Archives du mensuel régional
Région ILE DE LA REUNION01/01/2005
 Retour
Santé publique et profits.
L'année dernière, des consommateurs ont été choqués par l'augmentation inconsidérée de leur facture d'eau.
Les responsables des différentes sociétés distributrices ont justifié ces augmentations en disant que les sommes ainsi récoltées serviraient à entretenir les réseaux et à améliorer la qualité de l'eau.
Quelle qualité ? A chaque période de grosses pluies nos robinets déversent une eau impropre à la consommation, à tel point que la DRASS doit rappeler qu'il ne faut pas consommer directement toute eau suspecte à moins de la faire bouillir auparavant.
La DRASS a déclaré récemment dans un quotidien local que sur les 168 réseaux que compte l'île, seulement 15 bénéficient de station de traitement. La majorité de ces réseaux acheminent des eaux de surfaces nécessitant des traitements pour les rendre propres à la consommation, plus que pour les eaux souterraines.
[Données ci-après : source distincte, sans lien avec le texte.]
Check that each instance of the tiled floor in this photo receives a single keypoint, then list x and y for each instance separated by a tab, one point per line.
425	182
À La Réunion l'exploitation et la gestion de l'eau potable sont assurées à 95,5% par des groupes privés. Ces groupes n'ont visiblement pas l'intention d'assurer en toute circonstance une eau de bonne qualité. Ils sont là pour faire des profits et moins ils font de gros investissements, plus leurs profits sont florissants.
Si toutefois ils se décidaient à investir, il faudra, disent-ils, qu'ils augmentent les factures, c'est-à-dire qu'ils fassent payer à la population la mise en place des stations de traitement.
Pourtant, selon un article du code de la Santé publique : " Quiconque offre au public de l'eau potable est tenu d'assurer que cette eau est propre à la consommation ". Ces grosses entreprises assoiffés d'argent, notamment Vivendi, la CISE et la Saphir, s'assoient sur la loi, même lorsqu'il y va de la santé publique.